This commentary will appear in tomorrow’s print edition.
Again this year, The News Tribune’s editorial board has identified what we believe should be fundamental priorities for Washington state, this region and our communities.
The agenda below reflects the values and concerns that will guide our commentary through 2013.
At the top is education. With Washington’s economy recovering from five years of distress, this state should finally be able to invest more in its public schools and colleges. The state Supreme Court’s McCleary decision is more than enough reason to expand the opportunities we owe our children and grandchildren.
Our 2013 civic agenda:
FUND EDUCATION
Public education needs a radical rethinking this year.
For decades, the Legislature has been evading its responsibility to fully fund the state’s schools, expanding other programs while forcing school districts to rely on local levies to pay for such basics as textbooks, school nurses and bus drivers.
That’s got to stop, said the Washington Supreme Court last January in its landmark McCleary decision. The court demanded that the Legislature comply with the Washington Constitution, which states that “ample provision” for basic education is the “paramount duty of the state.”
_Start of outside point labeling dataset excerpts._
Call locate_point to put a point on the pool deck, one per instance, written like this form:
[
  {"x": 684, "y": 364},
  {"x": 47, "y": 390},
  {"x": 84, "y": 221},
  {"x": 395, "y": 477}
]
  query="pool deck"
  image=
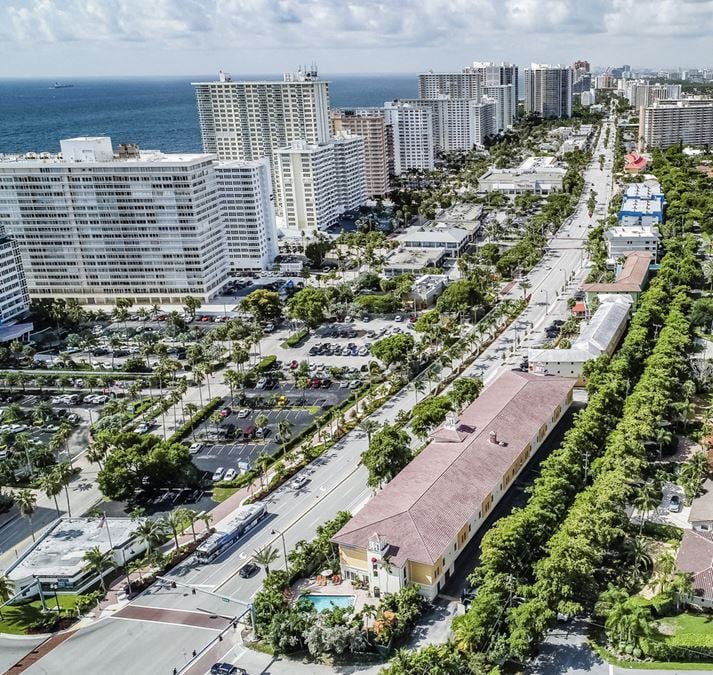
[{"x": 361, "y": 597}]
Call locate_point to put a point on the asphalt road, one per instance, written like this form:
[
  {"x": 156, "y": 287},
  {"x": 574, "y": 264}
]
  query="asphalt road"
[{"x": 336, "y": 483}]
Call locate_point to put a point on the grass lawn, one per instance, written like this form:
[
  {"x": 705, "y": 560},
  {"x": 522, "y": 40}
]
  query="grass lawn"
[
  {"x": 16, "y": 619},
  {"x": 689, "y": 623},
  {"x": 607, "y": 656}
]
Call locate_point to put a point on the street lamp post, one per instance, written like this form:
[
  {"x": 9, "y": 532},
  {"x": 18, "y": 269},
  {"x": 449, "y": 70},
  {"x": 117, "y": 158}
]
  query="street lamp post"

Nor does basic education consist of harried teachers in overcrowded classrooms. As common sense and the court defines it, “ample” means far more the bare bones. Every child, even in poor school districts, must be offered the high-end academic skills needed to succeed in a complex, technology-intense world.
This means the Legislature must appropriate hundreds of millions of dollars more per year to the K-12 system. That’s going to require some very tough choices in Olympia, probably including more taxation.
REFORM EDUCATION
The Supreme Court has no authority to raise taxes or micromanage legislative budgets. Budget-writers are accountable to the voters, which means that the public holds the ultimate power to demand or deny adequate funding for schools.
The public understands that simply dumping more money in an underperforming school system will produce only a more expensive underperforming school system. But Washingtonians can be persuaded to invest more in the system if they see greater accountability in their schools, high academic standards, and science-based teaching and administrative practices.
Voters will pay for results. They won’t pay for the status quo.
PRESERVE HIGHER ED
College opportunity doesn’t fall under the constitutional definition of basic education, but few students will find success in tomorrow’s economy without vocational or academic training beyond high school.